What the hotel gets right is its indifference to being a destination. It doesn't compete with the neighborhood — it defers to it. And the neighborhood delivers. Walk two minutes south down Rue de la Caserne and you hit Midi station's orbit, where Moroccan bakeries sell msemen for a euro and the spice shops smell like cumin and dried rose. Walk five minutes north and you're on Rue du Midi, threading toward the tourist crush around Manneken Pis, which you can see once and then never again. The sweet spot is the square itself: Friterie Tabora, technically around the corner on Rue de Tabora, does a proper cornet of frites with andalouse sauce that costs $4 and tastes like the reason Belgium exists.

The Grand-Place is seven minutes away, but Place Anneessens is the square where Brussels actually sits down.

Mornings on the square are quiet in a way that surprises you this close to the center. You hear pigeons first, then the rattle of a delivery truck, then the pharmacy's metal shutter going up. The Proxy Delhaize across the way opens early and sells surprisingly decent croissants alongside its cleaning products — I grabbed one with a can of Illy espresso and ate breakfast on the Anneessens plinth like a local committing a minor act of civic irreverence. Nobody cared.

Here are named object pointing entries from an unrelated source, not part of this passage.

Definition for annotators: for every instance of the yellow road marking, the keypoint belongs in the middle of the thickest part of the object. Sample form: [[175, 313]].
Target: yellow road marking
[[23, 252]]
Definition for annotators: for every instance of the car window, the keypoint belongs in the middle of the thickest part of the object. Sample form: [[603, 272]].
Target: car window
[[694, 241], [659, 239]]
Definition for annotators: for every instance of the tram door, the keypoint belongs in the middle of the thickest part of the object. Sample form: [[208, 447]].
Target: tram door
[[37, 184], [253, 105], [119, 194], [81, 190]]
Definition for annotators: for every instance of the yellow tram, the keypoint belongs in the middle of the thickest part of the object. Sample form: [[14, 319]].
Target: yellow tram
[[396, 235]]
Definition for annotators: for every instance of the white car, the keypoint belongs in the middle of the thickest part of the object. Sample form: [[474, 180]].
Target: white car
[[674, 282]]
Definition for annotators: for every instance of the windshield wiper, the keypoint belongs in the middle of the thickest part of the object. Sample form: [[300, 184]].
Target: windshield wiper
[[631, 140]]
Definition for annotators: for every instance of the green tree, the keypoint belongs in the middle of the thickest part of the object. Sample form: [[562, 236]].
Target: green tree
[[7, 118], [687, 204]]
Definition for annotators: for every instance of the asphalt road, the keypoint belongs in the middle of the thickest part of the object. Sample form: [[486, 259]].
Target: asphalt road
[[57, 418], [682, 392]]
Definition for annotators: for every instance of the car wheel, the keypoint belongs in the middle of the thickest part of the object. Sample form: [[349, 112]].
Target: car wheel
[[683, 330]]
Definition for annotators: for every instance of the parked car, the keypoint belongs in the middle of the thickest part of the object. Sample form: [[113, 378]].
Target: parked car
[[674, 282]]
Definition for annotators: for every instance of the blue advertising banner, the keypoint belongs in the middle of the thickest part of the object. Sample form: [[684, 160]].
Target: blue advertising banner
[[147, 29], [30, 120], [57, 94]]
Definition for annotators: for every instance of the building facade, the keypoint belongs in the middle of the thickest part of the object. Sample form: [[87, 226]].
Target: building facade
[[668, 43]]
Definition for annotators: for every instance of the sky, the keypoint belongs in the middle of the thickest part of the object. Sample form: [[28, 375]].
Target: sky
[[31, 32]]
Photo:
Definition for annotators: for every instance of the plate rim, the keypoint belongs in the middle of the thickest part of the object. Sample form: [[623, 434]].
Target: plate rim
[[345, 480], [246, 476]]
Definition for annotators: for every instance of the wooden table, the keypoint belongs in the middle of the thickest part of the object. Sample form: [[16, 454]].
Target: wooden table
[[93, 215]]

A man in a fluorescent vest sat on the next bench eating rice from a Tupperware container with his fingers, methodically, peacefully, as if this were the most obvious place in the world to have breakfast.

The hotel doesn't do breakfast. This is either a flaw or a gift, depending on how you travel. I'd argue it's a gift. It pushes you outside before you've decided what kind of day to have. The tram 3 and 4 lines stop on Boulevard de Waterloo, a ten-minute walk east, and connect you to Flagey, Ixelles, and the African quarter of Matongé — neighborhoods that make Brussels feel less like a capital and more like five cities wearing the same coat.

Walking out

On the way out, dragging your bag back across the cobblestones toward the metro, the square looks different than it did when you arrived. Smaller, maybe. More familiar. The friterie queue is longer now — four people, five — and someone has left a bicycle unlocked against the Anneessens monument, which feels like either deep trust or deep indifference. The pharmacy sign is still taped to the window. Closed due to happiness. You take a photo this time.

A triple room at Hotel Barry runs around $104 a night — split three ways, that's the price of those frites with sauce. For a square that doesn't perform, in a city that rewards the people who wander past the obvious, it buys you exactly enough.